Since this is a genetic disease, a complete cure is usually not possible. If the person concerned wants to have children, they should have a genetic examination and counseling carried out so that the disease cannot recur in their descendants. As a rule, those affected are dependent on taking medication to permanently limit the symptoms.

It is often necessary to take antibiotics, but the person concerned should not drink alcohol while taking them. In general, a healthy lifestyle with a balanced diet also has a very positive effect on the further course of the disease. Despite treatment, many of those affected have to reckon with a reduced life expectancy due to Whipple’s disease.

You can do that yourself

Patients affected by Whipple disease may be treated with different antibiotics for a long time. This treatment should also not be questioned by the patient or broken off by the patient themselves, as the disease can otherwise be fatal. However, a long antibiotic therapy also has the disadvantage that it not only kills dangerous germs and bacteria, but also healthy ones.

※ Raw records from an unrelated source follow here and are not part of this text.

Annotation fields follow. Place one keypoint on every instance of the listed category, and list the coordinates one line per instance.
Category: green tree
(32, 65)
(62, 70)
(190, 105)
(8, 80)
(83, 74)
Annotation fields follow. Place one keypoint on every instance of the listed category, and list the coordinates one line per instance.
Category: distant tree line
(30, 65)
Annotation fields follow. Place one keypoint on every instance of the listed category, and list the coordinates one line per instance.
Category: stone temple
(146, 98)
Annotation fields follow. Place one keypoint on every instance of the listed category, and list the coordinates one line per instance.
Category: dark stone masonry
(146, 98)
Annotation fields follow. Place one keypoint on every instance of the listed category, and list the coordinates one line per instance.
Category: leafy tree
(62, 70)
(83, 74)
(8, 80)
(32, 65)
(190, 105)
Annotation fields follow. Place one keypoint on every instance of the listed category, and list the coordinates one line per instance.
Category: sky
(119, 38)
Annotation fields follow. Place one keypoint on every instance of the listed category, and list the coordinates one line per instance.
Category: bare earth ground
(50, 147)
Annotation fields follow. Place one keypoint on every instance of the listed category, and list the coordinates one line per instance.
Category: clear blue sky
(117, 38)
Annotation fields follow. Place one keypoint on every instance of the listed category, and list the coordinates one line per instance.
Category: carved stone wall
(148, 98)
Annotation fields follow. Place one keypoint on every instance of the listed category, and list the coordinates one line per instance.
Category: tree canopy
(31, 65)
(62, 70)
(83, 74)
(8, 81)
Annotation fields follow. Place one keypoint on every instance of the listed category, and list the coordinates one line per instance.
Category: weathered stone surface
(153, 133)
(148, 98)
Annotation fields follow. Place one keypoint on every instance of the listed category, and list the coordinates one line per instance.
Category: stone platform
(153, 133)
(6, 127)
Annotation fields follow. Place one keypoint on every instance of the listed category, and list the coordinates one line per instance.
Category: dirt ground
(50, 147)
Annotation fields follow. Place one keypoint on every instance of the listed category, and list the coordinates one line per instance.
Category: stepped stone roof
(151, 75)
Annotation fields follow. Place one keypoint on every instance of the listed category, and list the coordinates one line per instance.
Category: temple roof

This also applies to the germs that are in the intestines and contribute to a well-functioning immune system. For a healthy intestinal flora, Whipple’s disease patients can take living microorganisms during their antibiotic treatment and beyond, which are available as so-called probiotics in pharmacies. They are intended to compensate for the loss of germs caused by antibiotics. Also less stress, a regular life without nicotine and alcohol, but with a lot of exercise and enough sleep can promote healing. The doctor treating you may prescribe vitamins and minerals to compensate for the vitamin and mineral deficiencies that have occurred during the illness.

Of course, a conscious lifestyle, which includes a healthy, low-sugar diet, also contributes to this. It should contain as many fresh, vitamin-rich foods as possible, such as fruit and vegetables, plus lean meat, eggs and fiber from natural whole grain products such as oatmeal, and omega-3 fatty acids from valuable linseed or fish oil.